Interpretation of the DWI images in ischemic stroke is generally simple. Misinterpretation of data in CTP can be an obstacle for the novice reader, particularly when relying overly on the computer generated viability map. The CTP software used in our study automatically generates a viability map by comparing the two hemispheres and searching for asymmetric perfusion. Therefore, the software does not detect bilateral symmetric lesions for example in patients with older lesions in the contralateral hemisphere. Furthermore, to reduce noise, the viability map has a size threshold preventing automatic detection of tiny lesions (case 3). Misinterpretation can be avoided by understanding and thoroughly reviewing the basic perfusion images and comparing them with the anatomical images from the NECT and CTA.
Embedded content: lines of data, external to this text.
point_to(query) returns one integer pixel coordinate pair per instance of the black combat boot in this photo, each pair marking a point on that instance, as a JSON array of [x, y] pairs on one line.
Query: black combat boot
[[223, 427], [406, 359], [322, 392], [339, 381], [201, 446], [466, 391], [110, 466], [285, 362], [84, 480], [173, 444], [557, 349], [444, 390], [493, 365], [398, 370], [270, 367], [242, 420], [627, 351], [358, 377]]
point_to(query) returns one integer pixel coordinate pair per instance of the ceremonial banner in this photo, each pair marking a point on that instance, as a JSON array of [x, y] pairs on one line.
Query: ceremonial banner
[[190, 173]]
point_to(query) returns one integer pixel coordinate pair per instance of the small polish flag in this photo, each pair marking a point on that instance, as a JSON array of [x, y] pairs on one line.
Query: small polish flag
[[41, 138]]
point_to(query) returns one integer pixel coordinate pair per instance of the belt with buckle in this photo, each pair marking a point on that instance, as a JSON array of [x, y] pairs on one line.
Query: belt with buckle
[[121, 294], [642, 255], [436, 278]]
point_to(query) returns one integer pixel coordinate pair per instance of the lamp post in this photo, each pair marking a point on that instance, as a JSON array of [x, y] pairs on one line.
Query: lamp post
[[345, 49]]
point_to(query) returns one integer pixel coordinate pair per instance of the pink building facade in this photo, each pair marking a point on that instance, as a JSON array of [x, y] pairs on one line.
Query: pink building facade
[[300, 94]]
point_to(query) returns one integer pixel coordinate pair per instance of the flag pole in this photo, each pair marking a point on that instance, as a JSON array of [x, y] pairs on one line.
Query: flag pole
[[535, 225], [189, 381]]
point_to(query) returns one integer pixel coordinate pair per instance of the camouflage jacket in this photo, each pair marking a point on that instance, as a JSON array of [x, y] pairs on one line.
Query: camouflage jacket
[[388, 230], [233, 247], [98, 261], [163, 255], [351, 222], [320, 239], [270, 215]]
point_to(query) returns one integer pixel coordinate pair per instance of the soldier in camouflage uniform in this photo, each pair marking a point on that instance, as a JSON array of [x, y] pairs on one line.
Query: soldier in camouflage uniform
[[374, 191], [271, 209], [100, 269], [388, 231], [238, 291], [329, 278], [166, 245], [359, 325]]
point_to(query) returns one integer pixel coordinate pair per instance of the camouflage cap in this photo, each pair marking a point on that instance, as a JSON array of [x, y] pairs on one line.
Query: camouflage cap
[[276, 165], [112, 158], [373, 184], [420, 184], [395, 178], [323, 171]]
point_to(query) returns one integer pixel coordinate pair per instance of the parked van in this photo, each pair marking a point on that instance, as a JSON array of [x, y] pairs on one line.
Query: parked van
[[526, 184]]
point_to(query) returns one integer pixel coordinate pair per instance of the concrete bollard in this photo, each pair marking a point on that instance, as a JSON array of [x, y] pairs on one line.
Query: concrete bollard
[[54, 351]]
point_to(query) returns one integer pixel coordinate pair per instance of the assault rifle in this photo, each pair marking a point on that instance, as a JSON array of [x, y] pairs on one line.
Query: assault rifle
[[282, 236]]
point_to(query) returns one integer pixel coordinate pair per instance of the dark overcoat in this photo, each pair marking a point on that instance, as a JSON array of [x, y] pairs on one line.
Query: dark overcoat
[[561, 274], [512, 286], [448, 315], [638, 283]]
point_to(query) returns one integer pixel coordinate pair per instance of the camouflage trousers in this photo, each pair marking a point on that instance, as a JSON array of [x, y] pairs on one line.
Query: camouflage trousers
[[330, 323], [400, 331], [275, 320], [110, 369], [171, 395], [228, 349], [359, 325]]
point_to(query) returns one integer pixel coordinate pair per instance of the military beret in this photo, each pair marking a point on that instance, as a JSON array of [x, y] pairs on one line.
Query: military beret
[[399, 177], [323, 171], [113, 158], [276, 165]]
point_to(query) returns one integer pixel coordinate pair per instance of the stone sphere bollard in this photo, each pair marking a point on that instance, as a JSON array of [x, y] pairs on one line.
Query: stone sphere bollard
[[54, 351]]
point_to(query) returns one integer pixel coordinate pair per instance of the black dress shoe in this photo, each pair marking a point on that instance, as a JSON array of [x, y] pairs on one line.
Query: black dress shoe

When NECT is used as the only radiological base for treatment decision in clinically suspected acute ischemic stroke, it may in some cases be unclear what pathophysiological process actually is being treated. The comprehensive CT examination aims at guiding stroke management in the acute setting, possibly allowing for patient stratification and individualized treatment strategies with improved clinical outcome.

5. Conclusion

This extended case review shows the potential of combined NECT, CTP and CTA as a fast and safe diagnostic method allowing more accurate diagnosis and making way for early individualized treatment in acute ischemic stroke. However, the method has not yet been systematically evaluated in studies with high evidence class.